The adoption of the Per-Diem model or Per Case model dilutes this risk and would be more in keeping with longer-term government thinking. The challenge associated with the Per-Diem model is to determine the “bundle package of services” that would be utilised per day and then price those services for different levels of care (ICU days, general ward days, and so on). Currently, such prices/tariff structures are not in place. For the Per Case model, there is a further challenge of determining case types by severity, the “bundled package” of expected services and the related “normal” length of stay for each severity type. While these challenges are formidable, they are not insurmountable.

In Namibia, where the challenges faced were very similar to these faced in South Africa — notwithstanding the difference in the size of the private healthcare industry — a payment and tariff negotiating model has been developed which allows for the following:

  • Negotiating parties to agree (in an open and transparent way) on the expected utilisation of specific services and length of stay for differing level of disease severity (Mild, Moderate, Severe, Very Severe);
  • Provide for mechanisms whereby the combinations of services originally agreed to can be updated as experience is gained; and
  • Apply an agreed tariff rate for the services to derive costings for all three payment models (Fee-For-Service, Per-Diem, Per Case).

There is an urgent need for a similar approach to be developed for South Africa.

Stark choices

It seems unlikely that the South African government will adopt the “commandist” approach adopted in several other countries. Which means a negotiated arrangement is both more likely and, we would argue, more desirable in the long term for the evolving NHI project.

There are two main consequences of the state not making a clear decision on an appropriate model.

In the first, the state faces a non-negotiated FFS model, with dictated terms and all the inherent flaws of this model, including unbundling of procedure codes used, over-servicing and the arbitrary pricing of items completely unrelated to their real costs. The costs then payable by the state are likely to be substantially beyond the cost of equivalent services provided in the public sector.

In the second and more serious consequence, the default billing practice of private hospitals is implemented. This means the uninsured patient gets the bill and the legal responsibility to pay it. However, there is an alternative. Negotiate and adopt a clear proactive choice of pricing model. In this, the state has the opportunity to lay down realistic terms for the fair pricing of a particular basket of items. For example, the known/real cost of a one-week stay in a public ICU bed could help to tailor an equivalent FFS basket of services to reach a meaningful tariff.

We know that at the peak of the Covid-19 epidemic, public hospitals are unlikely to be able to accommodate all the patients needing hospitalisation. If South Africa is to ensure that all Covid-19 patients are able to access the required accessible, affordable and appropriate hospital care, the South African government must engage with the private hospital and other private sector provider groups to develop suitable contracting arrangements and payment models as a matter of urgency.

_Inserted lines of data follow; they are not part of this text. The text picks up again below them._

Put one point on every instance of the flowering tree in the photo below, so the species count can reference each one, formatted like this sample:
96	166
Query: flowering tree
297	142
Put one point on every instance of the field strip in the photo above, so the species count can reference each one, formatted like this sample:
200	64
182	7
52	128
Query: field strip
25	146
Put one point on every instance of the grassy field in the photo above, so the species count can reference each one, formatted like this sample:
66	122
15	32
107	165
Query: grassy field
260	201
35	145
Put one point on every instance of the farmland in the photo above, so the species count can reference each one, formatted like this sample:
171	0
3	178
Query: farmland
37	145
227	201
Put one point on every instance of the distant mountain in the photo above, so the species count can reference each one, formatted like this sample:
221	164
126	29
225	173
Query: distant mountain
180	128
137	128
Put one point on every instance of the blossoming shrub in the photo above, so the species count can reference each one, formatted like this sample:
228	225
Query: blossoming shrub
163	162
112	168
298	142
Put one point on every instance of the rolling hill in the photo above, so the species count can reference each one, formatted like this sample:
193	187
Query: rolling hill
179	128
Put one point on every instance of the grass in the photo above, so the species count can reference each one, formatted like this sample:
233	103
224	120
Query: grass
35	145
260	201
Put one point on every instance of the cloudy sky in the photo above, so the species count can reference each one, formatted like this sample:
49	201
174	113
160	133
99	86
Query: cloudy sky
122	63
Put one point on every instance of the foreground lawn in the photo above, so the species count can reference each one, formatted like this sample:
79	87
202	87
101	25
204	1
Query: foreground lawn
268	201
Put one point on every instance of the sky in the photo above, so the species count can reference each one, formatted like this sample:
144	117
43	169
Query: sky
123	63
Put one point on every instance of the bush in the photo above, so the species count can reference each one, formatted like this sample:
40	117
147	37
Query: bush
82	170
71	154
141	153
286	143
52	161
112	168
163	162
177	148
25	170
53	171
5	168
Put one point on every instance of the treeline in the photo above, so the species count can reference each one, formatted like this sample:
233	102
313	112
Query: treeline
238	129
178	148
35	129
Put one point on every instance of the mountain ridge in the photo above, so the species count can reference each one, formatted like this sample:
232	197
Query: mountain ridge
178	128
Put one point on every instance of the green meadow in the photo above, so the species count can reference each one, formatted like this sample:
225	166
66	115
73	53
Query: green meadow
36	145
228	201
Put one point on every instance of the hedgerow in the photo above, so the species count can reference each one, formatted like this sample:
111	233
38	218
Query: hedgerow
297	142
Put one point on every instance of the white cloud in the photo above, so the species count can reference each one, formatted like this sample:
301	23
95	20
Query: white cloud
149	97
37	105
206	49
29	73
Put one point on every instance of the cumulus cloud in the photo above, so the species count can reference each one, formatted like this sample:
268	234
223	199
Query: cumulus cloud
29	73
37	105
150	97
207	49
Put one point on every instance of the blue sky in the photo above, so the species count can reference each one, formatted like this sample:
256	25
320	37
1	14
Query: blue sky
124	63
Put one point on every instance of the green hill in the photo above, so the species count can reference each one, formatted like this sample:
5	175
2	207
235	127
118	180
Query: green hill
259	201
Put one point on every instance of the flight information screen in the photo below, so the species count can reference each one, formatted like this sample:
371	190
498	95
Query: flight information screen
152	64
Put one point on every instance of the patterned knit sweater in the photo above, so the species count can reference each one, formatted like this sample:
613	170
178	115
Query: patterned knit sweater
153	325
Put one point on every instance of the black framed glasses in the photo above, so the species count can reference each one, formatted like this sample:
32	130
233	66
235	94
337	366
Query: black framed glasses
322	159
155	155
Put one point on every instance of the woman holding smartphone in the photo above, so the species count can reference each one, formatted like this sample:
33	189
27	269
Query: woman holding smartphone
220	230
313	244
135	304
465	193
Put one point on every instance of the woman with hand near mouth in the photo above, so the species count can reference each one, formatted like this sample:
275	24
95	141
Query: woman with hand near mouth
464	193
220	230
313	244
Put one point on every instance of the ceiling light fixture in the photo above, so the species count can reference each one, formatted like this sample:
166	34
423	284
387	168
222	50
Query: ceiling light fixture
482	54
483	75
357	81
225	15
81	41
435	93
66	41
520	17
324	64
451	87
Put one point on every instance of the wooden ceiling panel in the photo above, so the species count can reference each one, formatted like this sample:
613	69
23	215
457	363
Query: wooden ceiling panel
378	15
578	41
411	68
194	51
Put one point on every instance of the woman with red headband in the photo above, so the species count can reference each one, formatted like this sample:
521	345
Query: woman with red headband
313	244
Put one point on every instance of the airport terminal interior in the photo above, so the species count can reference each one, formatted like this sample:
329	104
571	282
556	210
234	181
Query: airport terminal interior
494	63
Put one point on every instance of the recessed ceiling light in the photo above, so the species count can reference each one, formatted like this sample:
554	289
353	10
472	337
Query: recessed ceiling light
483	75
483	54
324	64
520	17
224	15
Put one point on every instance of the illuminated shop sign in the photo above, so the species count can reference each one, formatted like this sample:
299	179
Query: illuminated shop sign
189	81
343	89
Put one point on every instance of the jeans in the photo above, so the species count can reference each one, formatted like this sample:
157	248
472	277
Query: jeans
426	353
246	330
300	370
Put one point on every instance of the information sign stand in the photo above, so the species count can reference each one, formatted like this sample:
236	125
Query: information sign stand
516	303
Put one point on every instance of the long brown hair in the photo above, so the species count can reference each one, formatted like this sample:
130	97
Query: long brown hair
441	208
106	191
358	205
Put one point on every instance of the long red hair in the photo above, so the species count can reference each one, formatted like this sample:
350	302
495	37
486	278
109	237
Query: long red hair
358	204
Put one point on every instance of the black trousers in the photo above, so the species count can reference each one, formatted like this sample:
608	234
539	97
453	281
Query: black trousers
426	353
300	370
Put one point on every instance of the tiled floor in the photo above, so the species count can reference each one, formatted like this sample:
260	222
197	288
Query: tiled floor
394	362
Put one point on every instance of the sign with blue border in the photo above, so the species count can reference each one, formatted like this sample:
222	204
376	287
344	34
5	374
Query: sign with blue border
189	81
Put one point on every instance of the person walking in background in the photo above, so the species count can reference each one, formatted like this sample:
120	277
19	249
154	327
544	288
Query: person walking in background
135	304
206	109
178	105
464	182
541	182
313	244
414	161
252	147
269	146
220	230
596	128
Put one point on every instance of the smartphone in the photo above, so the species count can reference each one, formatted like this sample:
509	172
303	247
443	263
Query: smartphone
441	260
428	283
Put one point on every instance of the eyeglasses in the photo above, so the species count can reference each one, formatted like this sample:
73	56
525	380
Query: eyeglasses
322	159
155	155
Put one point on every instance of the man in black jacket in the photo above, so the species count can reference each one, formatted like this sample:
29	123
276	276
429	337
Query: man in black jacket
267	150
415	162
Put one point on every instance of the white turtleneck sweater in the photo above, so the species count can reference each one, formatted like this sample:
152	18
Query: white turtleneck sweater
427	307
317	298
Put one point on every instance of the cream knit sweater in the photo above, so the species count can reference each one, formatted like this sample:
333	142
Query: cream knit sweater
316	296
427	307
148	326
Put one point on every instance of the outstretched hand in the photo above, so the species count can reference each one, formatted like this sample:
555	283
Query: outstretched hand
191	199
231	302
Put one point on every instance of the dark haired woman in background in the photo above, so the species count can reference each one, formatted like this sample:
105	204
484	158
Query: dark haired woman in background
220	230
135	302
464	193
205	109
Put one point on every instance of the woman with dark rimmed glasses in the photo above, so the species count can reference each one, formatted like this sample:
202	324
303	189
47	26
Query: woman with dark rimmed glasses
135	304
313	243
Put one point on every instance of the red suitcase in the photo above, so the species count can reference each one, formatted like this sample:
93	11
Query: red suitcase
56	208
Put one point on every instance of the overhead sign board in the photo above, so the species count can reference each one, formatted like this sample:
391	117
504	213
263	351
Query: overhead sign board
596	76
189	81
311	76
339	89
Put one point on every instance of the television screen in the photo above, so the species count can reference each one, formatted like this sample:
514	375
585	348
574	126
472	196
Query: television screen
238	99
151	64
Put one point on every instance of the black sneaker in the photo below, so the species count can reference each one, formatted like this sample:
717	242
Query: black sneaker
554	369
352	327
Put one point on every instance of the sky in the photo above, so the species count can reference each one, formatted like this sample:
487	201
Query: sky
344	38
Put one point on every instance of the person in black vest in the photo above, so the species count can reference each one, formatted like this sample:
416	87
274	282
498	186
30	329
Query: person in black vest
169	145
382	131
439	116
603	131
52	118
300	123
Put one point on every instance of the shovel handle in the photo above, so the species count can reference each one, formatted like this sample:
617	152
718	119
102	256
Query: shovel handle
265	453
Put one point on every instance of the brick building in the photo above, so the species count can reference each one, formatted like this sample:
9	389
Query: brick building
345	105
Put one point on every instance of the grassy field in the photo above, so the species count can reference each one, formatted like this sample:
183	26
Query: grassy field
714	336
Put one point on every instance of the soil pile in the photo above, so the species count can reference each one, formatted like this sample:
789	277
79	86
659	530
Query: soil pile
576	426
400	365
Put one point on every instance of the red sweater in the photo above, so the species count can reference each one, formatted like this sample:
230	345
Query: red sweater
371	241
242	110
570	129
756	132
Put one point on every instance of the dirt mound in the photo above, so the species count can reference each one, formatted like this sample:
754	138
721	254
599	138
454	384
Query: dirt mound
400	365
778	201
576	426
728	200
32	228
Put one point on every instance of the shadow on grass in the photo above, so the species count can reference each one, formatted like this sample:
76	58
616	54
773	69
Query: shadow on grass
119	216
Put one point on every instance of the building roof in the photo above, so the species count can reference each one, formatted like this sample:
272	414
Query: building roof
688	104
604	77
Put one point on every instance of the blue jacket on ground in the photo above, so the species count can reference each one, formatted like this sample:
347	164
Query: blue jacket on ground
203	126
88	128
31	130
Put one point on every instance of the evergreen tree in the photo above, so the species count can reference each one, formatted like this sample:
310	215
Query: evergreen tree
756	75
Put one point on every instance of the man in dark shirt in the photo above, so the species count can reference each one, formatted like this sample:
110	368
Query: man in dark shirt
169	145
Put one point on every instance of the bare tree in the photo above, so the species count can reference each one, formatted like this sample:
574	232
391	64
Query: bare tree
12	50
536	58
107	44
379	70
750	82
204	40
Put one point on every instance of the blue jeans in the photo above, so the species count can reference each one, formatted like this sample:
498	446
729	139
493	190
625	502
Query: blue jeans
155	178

Government and the private health sector need to talk to each other before Covid-19 infections peak and the public hospitals are overwhelmed. DM

Geetesh Solanki is Specialist Scientist at the Health Systems Research Unit, SA Medical Research Council (SAMRC) and an Honorary Research Associate in the Health Economics Unit, University of Cape Town; Reno Morar is Chief Operating Officer, University of Cape Town; Neil Myburgh is Acting Dean of the Dental Faculty, University of the Western Cape; and Johann Van Zyl is the founder and owner of a clinical risk management consultancy, Clinical Governance Services (Pty) Ltd. The opinions expressed are those of the authors and do not necessarily reflect the views of their institutions.